The sanitary construction of the Greek state (1833-1845), Estia, Athens 2018.
Articles (in English, French, and German)
«From the Greek Medical Manuscripts of the Ottoman Empire to the Pharmacopoeia I of the Greek State: Pharmacy and Political Change in southeastern Europe», The Historical Review/La Revue Historique 19/1 (2023): 187-228 (with Penelope Seriatou and Vaso Seirinidou).
«Family Relations and Forensic Medicine in 19th century Greece: the Priest, the Physician and the Public Authorities», Annales de démographie historique 144/2 (2022): 167-191.
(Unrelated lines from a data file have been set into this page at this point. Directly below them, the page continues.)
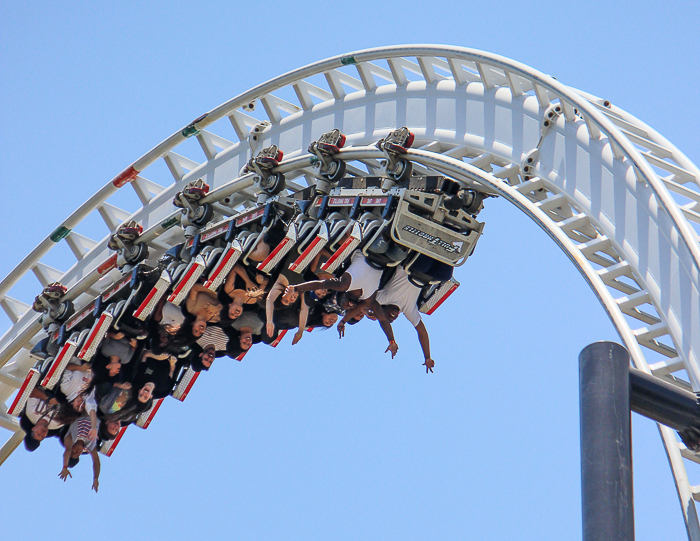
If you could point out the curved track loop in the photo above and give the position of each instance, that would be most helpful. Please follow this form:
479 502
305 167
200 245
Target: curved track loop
620 200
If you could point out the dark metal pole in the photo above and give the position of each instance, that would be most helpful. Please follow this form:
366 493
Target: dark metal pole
606 448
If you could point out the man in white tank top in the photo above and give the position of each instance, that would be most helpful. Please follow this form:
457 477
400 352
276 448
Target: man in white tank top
399 295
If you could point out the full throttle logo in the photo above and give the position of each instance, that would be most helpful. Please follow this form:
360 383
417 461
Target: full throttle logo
453 248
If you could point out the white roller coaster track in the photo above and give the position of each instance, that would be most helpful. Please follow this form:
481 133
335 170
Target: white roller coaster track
619 199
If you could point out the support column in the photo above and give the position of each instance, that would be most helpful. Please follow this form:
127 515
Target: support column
606 448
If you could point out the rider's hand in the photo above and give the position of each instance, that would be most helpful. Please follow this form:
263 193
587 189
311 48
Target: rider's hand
298 336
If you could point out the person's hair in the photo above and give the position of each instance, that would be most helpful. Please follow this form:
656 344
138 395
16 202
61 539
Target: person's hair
102 432
66 413
197 365
224 319
279 305
30 444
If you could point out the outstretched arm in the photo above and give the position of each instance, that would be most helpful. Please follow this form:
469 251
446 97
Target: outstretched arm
303 316
65 472
277 289
359 308
95 469
335 284
424 340
386 325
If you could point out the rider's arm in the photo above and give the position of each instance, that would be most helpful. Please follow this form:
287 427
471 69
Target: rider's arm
230 280
335 284
359 308
383 320
68 442
424 339
277 289
95 469
303 316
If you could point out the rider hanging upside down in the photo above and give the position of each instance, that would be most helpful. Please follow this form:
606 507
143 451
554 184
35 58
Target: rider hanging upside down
399 295
359 282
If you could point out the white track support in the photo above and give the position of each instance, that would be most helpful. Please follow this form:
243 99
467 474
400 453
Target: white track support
620 200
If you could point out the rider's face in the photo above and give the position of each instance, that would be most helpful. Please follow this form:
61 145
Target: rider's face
208 357
234 311
198 327
291 298
246 340
329 319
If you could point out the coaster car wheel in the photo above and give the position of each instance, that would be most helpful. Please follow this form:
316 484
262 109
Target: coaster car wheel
138 253
203 214
401 171
336 171
273 184
66 311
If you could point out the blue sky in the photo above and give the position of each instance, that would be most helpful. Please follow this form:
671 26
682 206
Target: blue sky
329 439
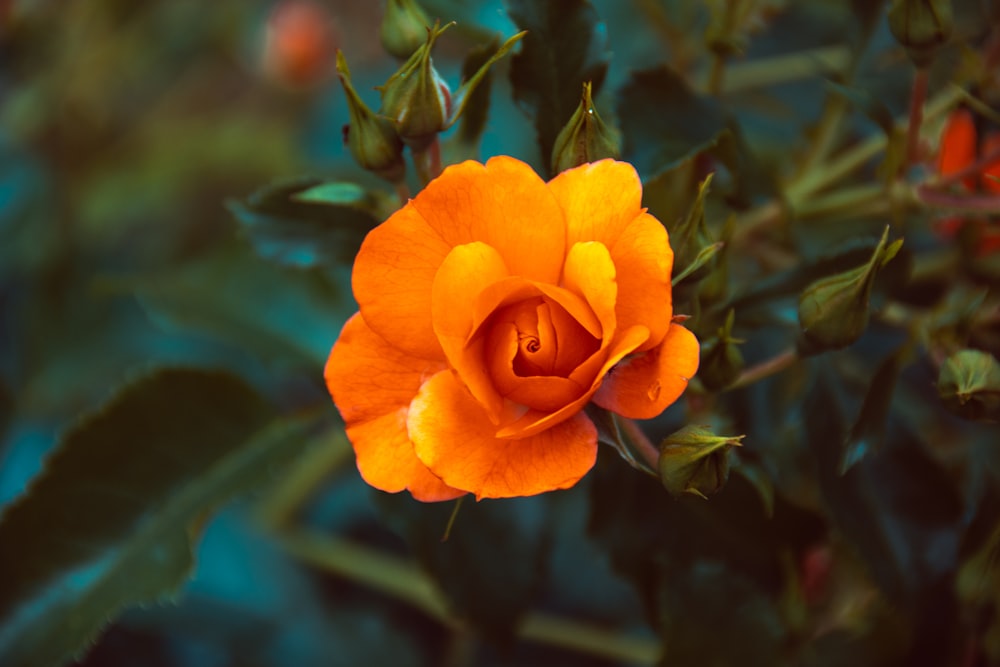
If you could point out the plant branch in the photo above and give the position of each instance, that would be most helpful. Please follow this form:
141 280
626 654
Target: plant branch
765 369
917 99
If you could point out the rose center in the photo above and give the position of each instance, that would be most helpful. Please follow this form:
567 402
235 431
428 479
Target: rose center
549 341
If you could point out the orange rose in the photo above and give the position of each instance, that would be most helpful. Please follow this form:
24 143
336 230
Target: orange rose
494 307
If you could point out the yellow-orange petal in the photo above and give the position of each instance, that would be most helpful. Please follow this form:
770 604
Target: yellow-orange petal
386 459
504 204
455 439
372 384
958 145
602 202
590 272
392 280
528 423
642 386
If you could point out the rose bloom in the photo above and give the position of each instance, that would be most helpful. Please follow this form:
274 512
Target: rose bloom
960 148
493 307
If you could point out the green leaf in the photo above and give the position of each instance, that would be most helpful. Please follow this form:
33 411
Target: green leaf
277 313
866 101
868 430
111 520
565 47
305 223
472 122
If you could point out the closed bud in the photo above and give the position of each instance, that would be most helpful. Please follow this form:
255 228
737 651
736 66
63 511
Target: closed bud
585 138
694 460
969 385
721 359
833 311
921 26
372 140
416 99
404 27
694 249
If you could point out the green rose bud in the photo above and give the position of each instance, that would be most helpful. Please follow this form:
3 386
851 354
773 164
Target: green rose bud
969 385
721 359
694 249
921 26
585 138
418 101
694 460
404 27
372 140
833 311
416 98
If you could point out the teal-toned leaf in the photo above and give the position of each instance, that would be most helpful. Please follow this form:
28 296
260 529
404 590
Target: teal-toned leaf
111 520
565 47
490 566
306 223
868 431
234 297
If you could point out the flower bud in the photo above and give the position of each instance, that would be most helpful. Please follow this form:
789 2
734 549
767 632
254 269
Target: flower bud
416 98
969 385
921 26
721 359
404 27
694 250
696 461
833 311
585 138
372 140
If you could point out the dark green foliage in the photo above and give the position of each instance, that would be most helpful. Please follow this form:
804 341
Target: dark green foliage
565 47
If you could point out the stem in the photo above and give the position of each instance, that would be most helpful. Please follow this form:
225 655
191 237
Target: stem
765 369
716 74
402 580
973 169
917 99
960 203
649 452
434 158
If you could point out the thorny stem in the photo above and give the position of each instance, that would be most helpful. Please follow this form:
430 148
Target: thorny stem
959 203
766 368
917 99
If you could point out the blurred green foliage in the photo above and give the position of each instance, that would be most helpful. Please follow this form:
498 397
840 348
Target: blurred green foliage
178 215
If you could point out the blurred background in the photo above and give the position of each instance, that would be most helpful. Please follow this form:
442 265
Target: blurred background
142 148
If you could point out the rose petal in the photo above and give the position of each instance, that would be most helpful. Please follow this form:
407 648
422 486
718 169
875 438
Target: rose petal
504 204
602 202
535 421
590 272
958 145
454 438
392 279
642 386
372 384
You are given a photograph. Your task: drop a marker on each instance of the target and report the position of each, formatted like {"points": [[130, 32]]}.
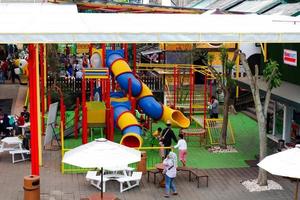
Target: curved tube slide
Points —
{"points": [[144, 95], [128, 124]]}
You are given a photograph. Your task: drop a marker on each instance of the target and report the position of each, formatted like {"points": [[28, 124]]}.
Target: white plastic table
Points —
{"points": [[26, 125]]}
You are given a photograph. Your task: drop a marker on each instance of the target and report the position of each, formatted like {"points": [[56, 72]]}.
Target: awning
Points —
{"points": [[41, 26], [287, 93]]}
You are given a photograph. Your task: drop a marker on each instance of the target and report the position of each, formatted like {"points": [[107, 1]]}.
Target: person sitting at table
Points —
{"points": [[25, 114], [170, 165]]}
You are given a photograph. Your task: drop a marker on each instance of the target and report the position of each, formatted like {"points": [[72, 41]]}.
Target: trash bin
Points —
{"points": [[31, 187], [142, 165]]}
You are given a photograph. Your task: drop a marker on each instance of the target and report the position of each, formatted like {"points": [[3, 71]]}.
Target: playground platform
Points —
{"points": [[223, 184]]}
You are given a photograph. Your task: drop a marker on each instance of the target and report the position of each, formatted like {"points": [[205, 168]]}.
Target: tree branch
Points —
{"points": [[217, 75], [268, 93], [252, 79]]}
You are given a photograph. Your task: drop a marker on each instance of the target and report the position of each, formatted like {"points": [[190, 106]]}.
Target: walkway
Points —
{"points": [[224, 184]]}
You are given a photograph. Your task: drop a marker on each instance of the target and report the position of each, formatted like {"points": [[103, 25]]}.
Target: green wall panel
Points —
{"points": [[289, 73]]}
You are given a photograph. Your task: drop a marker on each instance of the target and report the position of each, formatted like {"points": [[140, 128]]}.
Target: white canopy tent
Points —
{"points": [[54, 23]]}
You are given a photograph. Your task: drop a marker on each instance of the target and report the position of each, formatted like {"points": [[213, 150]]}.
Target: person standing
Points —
{"points": [[26, 114], [182, 147], [167, 136], [170, 165]]}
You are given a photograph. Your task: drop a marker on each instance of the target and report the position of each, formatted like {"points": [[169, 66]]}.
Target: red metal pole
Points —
{"points": [[174, 87], [193, 89], [48, 99], [84, 125], [103, 55], [126, 52], [76, 116], [90, 49], [191, 92], [107, 92], [92, 90], [83, 90], [210, 89], [205, 102], [62, 112], [134, 58], [34, 112], [42, 88]]}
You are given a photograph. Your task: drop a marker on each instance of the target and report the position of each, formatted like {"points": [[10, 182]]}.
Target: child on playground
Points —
{"points": [[182, 146], [155, 136]]}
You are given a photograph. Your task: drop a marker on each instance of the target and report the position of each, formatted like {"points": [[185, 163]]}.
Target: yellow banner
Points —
{"points": [[82, 48], [176, 47]]}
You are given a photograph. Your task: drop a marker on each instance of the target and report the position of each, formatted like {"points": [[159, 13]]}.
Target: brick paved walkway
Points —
{"points": [[224, 184]]}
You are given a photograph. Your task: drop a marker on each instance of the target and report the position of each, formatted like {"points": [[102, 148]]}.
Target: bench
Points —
{"points": [[154, 172], [186, 169], [19, 151], [95, 179], [135, 178], [198, 175], [196, 132]]}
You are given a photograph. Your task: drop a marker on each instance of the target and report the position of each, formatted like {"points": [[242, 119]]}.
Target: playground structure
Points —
{"points": [[120, 106]]}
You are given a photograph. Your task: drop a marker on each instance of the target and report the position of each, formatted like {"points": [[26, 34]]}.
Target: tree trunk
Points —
{"points": [[223, 138], [262, 174]]}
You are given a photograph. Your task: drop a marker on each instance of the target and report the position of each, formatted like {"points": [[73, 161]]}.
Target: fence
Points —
{"points": [[155, 83]]}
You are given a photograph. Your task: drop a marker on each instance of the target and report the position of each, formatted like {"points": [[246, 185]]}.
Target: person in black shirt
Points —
{"points": [[166, 137]]}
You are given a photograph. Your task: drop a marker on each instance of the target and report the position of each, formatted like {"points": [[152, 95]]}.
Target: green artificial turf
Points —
{"points": [[246, 137]]}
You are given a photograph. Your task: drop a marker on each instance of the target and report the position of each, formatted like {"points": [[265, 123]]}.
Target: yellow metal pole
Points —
{"points": [[38, 106]]}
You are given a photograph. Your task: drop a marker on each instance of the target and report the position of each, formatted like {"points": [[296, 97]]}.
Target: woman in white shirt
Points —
{"points": [[182, 146], [170, 165]]}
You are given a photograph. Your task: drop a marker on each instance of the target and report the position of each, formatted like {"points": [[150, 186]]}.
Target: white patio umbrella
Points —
{"points": [[102, 154], [285, 163]]}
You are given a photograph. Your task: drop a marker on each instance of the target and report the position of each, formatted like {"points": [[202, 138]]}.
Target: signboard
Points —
{"points": [[290, 57], [176, 47], [82, 48]]}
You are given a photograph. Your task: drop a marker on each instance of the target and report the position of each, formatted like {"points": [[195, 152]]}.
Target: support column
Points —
{"points": [[287, 123], [34, 97]]}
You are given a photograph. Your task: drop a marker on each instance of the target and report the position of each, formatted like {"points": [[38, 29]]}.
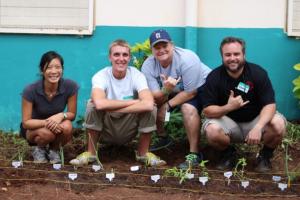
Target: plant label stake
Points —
{"points": [[134, 168], [57, 166], [155, 178], [276, 178], [203, 179], [72, 176], [282, 186], [110, 176], [190, 176], [245, 184], [17, 164], [96, 167], [228, 175]]}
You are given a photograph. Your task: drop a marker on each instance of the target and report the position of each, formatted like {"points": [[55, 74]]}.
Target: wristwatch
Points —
{"points": [[65, 115]]}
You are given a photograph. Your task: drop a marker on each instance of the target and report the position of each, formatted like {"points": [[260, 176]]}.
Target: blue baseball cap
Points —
{"points": [[159, 35]]}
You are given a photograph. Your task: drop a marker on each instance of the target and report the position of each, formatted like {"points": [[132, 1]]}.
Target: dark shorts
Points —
{"points": [[23, 134]]}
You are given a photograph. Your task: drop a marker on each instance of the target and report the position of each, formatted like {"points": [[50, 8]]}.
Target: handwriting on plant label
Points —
{"points": [[282, 186], [245, 184], [96, 167], [57, 166], [110, 176], [203, 179], [155, 178], [72, 176], [276, 178], [134, 168], [16, 164]]}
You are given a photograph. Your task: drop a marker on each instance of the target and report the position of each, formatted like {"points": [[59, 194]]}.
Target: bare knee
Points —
{"points": [[42, 137], [213, 133], [188, 110]]}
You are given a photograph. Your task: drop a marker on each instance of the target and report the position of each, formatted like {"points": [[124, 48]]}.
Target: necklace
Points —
{"points": [[50, 94]]}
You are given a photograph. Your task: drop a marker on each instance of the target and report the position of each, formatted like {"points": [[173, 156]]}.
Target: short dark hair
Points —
{"points": [[47, 57], [231, 39]]}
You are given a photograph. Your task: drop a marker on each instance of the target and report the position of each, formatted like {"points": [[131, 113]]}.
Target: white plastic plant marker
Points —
{"points": [[16, 163], [276, 178], [203, 179], [228, 174], [72, 176], [110, 176], [282, 186], [155, 178], [190, 176], [96, 167], [57, 166], [245, 184], [134, 168]]}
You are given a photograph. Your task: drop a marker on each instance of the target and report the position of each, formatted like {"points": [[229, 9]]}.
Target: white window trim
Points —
{"points": [[42, 29], [293, 18]]}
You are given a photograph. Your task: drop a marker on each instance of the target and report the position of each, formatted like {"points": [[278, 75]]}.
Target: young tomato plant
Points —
{"points": [[204, 171], [178, 173]]}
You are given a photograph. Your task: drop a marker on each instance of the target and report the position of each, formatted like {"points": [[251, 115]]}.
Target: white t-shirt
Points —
{"points": [[185, 64], [120, 89]]}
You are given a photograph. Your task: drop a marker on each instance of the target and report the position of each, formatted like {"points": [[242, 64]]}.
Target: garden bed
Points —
{"points": [[42, 181]]}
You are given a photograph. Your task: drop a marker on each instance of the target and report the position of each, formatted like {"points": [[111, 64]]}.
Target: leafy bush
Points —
{"points": [[296, 82]]}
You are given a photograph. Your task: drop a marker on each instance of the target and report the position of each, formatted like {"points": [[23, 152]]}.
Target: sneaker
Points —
{"points": [[263, 164], [191, 160], [83, 159], [163, 142], [54, 156], [39, 155], [150, 159], [228, 158]]}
«From Warriors to Soldiers: Regularising Military Logistics and the Emergence of Military Medicine. The case of the Armatoles (c. 1800-1831)», Historein 20/1 (2022): https://doi.org/10.12681/historein.25351
«From Frontier to Border. The 1845 Health Code and the Structuring of Greece’s Quarantine System», The Historical Review/La Revue Historique 17 (2021): 14-52.
«À la recherche de l’historiographie grecque des épidémies au xixe siècle», Revue d’histoire du XIXe siècle 61 (2020): 272-273.
«Die Medizinische Polizei im Griechenland König Ottos. Deutsche Einflüsse auf das griechische öffentliche Gesundheitswesen»:
«Les stratégies préventives sanitaires et la construction territoriale de l’État grec. Quarantaines, souveraineté et relations interétatiques aux confins du continent européen (1833-1845)», Histoire, médecine et santé 15 (2019): 49-66.